To be there and witness it was to be witness not only to the weddings themselves, but also to an incredible moment in these people’s lives, in our people’s lives, in history, in American life, in gay life. The ceremonies were obviously unplanned and yet so long planned--almost everyone was in their thirties, forties, fifties, sixties. Many had children and babies. These were unlike any other weddings I’ve seen. They weren’t about the family, the church, everyone you ever knew gathered together to celebrate; they weren’t about table settings or invitations or renting a space or a year’s worth of planning; they weren’t about a wedding party, about clanking wine glasses and heartfelt toasts; people weren’t marrying for money or status or family expectations. These weddings were distilled to the essential meaning of marriage, they were so purely about a love between two people, about lifelong commitment, about forsaking all the trappings in order to get what matters. Each other.
For the first time I witnessed the public recognition of love between two people who happen to be the same sex, and the essential right of that love to exist. For the first time I understood how much that recognition matters. It really matters.
So that was 2004. And time and again, these goddamn bans keep passing, state after state. It cuts profoundly, as always.
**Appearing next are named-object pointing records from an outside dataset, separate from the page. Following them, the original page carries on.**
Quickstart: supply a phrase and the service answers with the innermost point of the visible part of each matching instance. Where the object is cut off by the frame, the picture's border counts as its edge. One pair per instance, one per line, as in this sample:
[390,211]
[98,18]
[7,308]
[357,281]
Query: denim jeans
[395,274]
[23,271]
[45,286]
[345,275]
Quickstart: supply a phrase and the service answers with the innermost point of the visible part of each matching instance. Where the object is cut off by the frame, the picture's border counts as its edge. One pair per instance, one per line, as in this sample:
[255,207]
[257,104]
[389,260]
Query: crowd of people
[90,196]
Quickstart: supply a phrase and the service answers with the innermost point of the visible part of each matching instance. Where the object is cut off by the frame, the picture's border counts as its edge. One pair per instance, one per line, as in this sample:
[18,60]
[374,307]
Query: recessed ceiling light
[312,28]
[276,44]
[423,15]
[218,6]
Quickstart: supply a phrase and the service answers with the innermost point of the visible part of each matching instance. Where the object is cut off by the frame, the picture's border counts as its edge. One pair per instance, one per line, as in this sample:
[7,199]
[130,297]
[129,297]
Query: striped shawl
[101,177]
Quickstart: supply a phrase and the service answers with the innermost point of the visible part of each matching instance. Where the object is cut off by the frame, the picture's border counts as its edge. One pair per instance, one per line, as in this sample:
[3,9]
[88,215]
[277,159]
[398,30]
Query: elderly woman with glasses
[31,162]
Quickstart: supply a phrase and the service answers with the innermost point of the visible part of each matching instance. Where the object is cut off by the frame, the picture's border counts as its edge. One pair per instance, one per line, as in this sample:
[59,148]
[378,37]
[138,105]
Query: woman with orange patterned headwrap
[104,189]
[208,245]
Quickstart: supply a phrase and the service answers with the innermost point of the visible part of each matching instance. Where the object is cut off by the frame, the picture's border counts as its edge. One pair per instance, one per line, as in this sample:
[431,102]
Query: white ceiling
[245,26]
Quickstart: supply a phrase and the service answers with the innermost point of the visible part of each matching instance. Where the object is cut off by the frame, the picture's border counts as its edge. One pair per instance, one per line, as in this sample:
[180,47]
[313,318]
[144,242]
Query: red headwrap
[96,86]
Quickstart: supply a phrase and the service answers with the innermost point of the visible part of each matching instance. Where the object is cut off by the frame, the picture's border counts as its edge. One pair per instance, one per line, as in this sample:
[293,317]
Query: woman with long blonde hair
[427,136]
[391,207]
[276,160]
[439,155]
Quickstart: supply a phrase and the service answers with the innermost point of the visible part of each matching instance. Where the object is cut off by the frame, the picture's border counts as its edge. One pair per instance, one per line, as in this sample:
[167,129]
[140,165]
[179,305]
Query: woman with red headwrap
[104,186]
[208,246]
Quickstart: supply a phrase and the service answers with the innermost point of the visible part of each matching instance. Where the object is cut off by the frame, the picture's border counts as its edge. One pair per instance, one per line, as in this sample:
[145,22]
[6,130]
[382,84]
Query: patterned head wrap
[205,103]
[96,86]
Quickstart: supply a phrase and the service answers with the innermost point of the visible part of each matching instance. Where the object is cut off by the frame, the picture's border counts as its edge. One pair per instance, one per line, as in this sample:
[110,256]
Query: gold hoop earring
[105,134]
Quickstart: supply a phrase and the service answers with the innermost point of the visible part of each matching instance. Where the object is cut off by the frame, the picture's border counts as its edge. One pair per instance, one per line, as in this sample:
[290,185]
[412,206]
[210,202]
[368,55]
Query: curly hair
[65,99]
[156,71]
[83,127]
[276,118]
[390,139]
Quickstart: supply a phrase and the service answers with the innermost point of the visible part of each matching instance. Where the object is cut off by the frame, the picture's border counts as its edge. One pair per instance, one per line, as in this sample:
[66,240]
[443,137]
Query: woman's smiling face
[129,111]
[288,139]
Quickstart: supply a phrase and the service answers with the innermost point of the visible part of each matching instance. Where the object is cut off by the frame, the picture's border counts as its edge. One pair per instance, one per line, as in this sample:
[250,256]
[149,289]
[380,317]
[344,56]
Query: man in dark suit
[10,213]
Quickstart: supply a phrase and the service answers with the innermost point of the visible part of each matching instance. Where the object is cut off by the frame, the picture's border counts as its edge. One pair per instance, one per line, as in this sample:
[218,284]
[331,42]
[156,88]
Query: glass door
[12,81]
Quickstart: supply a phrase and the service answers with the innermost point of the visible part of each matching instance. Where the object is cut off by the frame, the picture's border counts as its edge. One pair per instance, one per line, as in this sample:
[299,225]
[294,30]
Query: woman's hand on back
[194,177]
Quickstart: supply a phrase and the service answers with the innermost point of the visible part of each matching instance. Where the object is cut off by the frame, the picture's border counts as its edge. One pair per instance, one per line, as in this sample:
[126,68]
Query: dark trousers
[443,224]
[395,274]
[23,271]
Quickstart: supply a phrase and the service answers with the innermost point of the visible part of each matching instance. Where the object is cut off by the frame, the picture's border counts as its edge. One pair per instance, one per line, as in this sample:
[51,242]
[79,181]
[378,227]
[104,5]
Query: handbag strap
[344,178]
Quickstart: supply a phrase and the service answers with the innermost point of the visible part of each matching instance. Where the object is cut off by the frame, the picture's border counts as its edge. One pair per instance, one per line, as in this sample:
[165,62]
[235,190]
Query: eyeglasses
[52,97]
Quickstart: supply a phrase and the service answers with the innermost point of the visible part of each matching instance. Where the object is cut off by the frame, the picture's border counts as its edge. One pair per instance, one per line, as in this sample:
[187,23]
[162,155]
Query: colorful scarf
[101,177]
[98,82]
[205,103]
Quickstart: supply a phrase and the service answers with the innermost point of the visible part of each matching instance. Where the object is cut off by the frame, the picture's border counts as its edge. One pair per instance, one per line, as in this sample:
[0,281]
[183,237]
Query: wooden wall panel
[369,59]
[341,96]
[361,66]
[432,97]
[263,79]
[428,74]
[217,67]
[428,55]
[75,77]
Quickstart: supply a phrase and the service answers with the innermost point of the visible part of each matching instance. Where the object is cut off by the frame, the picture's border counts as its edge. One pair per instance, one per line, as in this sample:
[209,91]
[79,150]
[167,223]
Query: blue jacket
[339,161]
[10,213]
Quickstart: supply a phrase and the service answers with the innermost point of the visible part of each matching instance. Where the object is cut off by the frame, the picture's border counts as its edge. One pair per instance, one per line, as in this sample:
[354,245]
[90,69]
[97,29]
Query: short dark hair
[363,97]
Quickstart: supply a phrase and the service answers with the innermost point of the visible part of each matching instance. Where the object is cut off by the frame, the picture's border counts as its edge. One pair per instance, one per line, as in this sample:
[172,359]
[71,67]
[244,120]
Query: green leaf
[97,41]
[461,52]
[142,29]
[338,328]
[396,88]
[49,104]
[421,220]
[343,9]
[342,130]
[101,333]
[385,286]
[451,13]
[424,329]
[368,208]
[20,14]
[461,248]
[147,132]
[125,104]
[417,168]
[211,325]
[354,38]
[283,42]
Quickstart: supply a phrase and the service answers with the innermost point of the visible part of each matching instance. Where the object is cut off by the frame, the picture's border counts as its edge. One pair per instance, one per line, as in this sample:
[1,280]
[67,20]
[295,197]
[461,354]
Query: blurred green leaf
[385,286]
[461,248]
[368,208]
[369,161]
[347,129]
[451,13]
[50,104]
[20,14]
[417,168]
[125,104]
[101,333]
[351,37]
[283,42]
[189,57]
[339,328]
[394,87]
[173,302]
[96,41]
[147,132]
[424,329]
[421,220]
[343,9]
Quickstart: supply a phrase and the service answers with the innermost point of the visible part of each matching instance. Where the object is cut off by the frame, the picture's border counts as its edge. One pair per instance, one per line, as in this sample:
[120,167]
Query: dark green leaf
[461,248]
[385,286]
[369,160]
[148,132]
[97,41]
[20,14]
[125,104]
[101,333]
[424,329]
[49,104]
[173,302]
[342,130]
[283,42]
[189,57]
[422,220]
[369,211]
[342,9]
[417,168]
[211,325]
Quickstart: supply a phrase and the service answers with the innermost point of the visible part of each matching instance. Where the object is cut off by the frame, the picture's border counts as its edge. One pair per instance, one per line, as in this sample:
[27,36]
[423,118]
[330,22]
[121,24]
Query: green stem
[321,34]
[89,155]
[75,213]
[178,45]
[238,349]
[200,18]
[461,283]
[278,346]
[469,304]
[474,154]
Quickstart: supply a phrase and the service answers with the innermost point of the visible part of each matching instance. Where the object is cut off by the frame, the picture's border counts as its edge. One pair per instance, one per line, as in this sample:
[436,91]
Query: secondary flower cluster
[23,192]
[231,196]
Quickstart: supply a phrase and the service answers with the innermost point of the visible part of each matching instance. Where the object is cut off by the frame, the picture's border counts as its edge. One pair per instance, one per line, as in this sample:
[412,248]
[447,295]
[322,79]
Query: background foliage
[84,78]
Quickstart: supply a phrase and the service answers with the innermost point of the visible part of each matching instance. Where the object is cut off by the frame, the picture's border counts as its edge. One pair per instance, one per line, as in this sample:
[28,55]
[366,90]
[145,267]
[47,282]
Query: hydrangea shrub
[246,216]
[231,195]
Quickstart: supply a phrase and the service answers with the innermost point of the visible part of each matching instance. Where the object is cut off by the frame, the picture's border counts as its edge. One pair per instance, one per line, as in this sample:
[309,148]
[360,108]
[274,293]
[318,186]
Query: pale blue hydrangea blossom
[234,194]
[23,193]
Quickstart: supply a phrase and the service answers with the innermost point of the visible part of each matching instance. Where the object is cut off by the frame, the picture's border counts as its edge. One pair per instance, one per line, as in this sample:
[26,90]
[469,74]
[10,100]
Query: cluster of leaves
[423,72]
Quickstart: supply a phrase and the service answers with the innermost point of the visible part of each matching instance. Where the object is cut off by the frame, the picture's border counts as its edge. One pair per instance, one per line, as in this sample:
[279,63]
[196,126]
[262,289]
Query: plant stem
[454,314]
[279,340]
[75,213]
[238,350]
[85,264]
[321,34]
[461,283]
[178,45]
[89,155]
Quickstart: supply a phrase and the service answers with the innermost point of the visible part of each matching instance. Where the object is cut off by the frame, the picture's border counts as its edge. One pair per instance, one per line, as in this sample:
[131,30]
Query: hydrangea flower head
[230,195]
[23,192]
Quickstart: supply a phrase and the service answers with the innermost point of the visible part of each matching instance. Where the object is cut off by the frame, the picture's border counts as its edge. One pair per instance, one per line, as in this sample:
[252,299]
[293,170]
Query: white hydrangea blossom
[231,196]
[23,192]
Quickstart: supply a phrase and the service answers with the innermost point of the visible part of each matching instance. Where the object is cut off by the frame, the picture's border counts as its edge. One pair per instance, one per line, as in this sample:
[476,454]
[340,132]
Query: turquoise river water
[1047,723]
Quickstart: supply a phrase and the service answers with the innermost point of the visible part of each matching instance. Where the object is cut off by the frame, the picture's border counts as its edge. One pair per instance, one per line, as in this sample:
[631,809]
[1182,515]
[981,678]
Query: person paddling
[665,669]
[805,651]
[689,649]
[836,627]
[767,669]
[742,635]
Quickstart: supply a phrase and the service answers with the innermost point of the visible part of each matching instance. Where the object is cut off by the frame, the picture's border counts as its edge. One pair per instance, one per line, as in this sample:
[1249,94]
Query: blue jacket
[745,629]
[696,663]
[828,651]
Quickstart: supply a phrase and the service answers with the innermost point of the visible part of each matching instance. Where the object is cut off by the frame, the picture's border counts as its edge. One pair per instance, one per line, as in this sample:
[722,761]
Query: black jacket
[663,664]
Says Andrew Sullivan:
I'm happy to say that Proposition 2 passed, providing minimal humane protections for pigs, chickens and other farm animals. How odd for people to restrict cruelty for animals and simultaneously inflict it on some humans.My friend Robert has declared on his own blog,
Go ahead, ban my future unplanned marriage. You're not making any decision for me--I wasn't getting married anyway. But as soon as I get enough votes on a petition, I'm going to put your marriage up for ban too: your second marriages first (my own parents be damned!), and then your childless marriages (with an 11-month "validation period" to consummate), and then your unhappy marriages (psychologically tested once every 18 months), your adulterous marriages (automatic divorce, with permanent marriage ineligibility for life) and your two-home marriages (regardless of whether you live in separate homes because of work or family obligations).
When I am done, there will be nine people in the country who are married, and marriage will never have been stronger.